Looked like a good idea, BUT at what price? If too much it would only save maybe 1 or 2 passes up the driveway for most and wasn't worth the money to most thus a failed product. Kind of like the VHS vs Beta in the 80's Was Beta better quality? YES was beta more compact? Yes But was VHS already in most households when Beta came out? YES and the quality increase wasn't worth the price of switching over so Beta failed badly. There has to be a real need for a product like this and I guess there really wasn't.


----------



## jsup (Nov 19, 2017)

Dauntae said:


> Looked like a good idea, BUT at what price? If too much it would only save maybe 1 or 2 passes up the driveway for most and wasn't worth the money to most thus a failed product. Kind of like the VHS vs Beta in the 80's Was Beta better quality? YES was beta more compact? Yes But was VHS already in most households when Beta came out? YES and the quality increase wasn't worth the price of switching over so Beta failed badly. There has to be a real need for a product like this and I guess there really wasn't.

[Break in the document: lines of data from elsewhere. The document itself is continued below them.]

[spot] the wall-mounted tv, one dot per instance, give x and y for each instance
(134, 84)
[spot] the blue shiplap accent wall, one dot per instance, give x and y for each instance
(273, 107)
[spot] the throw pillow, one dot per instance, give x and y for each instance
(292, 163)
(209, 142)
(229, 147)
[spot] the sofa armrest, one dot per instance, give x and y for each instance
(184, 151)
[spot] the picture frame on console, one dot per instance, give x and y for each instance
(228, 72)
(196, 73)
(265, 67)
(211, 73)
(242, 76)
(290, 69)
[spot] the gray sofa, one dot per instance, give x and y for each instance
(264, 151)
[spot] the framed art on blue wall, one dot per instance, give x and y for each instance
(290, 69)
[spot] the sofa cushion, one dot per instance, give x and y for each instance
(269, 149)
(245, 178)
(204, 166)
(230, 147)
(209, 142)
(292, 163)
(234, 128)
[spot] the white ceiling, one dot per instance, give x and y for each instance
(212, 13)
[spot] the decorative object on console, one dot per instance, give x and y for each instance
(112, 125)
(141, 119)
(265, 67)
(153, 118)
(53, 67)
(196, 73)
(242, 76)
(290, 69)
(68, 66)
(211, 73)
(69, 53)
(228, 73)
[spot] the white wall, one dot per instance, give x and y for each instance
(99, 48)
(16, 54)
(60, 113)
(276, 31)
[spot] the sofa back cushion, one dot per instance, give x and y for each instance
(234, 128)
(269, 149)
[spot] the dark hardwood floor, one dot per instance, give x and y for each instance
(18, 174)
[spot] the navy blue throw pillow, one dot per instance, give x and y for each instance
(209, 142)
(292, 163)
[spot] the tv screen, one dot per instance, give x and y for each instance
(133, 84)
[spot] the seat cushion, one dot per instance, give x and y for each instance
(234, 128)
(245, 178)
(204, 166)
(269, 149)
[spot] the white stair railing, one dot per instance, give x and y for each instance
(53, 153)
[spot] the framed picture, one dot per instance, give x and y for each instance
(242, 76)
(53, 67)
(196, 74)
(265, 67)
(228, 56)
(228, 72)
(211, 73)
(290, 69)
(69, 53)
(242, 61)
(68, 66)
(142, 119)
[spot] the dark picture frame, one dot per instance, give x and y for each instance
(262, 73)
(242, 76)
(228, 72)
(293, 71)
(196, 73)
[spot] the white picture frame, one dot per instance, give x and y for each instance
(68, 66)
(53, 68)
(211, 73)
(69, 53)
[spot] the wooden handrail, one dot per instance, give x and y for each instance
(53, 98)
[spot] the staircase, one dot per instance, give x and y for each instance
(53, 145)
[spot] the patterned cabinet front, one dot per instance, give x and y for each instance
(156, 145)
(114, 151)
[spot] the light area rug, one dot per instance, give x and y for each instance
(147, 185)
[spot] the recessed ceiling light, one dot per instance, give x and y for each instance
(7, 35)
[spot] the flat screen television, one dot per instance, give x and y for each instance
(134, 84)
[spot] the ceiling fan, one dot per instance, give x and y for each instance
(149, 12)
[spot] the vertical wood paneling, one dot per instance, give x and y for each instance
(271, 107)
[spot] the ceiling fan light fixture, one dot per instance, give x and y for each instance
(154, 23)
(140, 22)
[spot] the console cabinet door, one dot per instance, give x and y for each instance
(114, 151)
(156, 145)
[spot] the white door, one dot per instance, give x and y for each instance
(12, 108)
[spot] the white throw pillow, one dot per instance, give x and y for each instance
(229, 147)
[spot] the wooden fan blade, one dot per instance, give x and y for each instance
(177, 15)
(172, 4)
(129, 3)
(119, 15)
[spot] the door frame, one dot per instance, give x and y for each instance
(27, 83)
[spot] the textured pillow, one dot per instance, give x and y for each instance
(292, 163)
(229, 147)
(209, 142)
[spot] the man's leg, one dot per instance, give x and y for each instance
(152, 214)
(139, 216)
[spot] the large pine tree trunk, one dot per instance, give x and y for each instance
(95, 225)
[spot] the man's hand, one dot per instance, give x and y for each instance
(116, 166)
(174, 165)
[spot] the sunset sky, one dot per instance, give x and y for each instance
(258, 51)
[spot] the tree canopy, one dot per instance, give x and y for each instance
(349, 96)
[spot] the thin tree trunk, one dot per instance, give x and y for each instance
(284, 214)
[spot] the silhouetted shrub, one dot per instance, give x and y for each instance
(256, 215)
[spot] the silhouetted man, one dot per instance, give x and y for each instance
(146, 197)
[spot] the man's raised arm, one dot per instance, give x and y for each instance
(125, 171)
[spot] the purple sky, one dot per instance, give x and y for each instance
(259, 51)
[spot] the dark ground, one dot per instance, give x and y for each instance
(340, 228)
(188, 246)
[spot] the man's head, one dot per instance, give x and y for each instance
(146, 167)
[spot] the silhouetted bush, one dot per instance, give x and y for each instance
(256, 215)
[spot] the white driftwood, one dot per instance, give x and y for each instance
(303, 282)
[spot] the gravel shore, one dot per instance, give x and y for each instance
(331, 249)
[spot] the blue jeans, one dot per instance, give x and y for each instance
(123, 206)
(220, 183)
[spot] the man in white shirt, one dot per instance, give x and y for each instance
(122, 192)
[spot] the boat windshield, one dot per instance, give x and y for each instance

The old thread said they were $179. That's pricey, however they were Made in America so I guess it's OK. $50 from china would be over priced. A classic example of you can not sell something made in the USA, or sell something made in China and have a better chance staying in business....but I digress...... 

I see the big advantage in places, like here, that get small snowfalls of 4-6 inches. It helps keep the bucket full. Not a bad concept, I think the execution was a little weak. 

The tooling and such for the first few units is expensive. When I did some consulting for a high performance company that made heads and blocks, people would ask "can you make a Cleveland block" or whatever.... They'd get mad when I'd say "sure, the first one is $60,000, $4K each after that, who wants the first one? 

I think this company suffered from that kind of fate. They weren't capable of doing the quantities required to get the price where it needed to be to stay in business.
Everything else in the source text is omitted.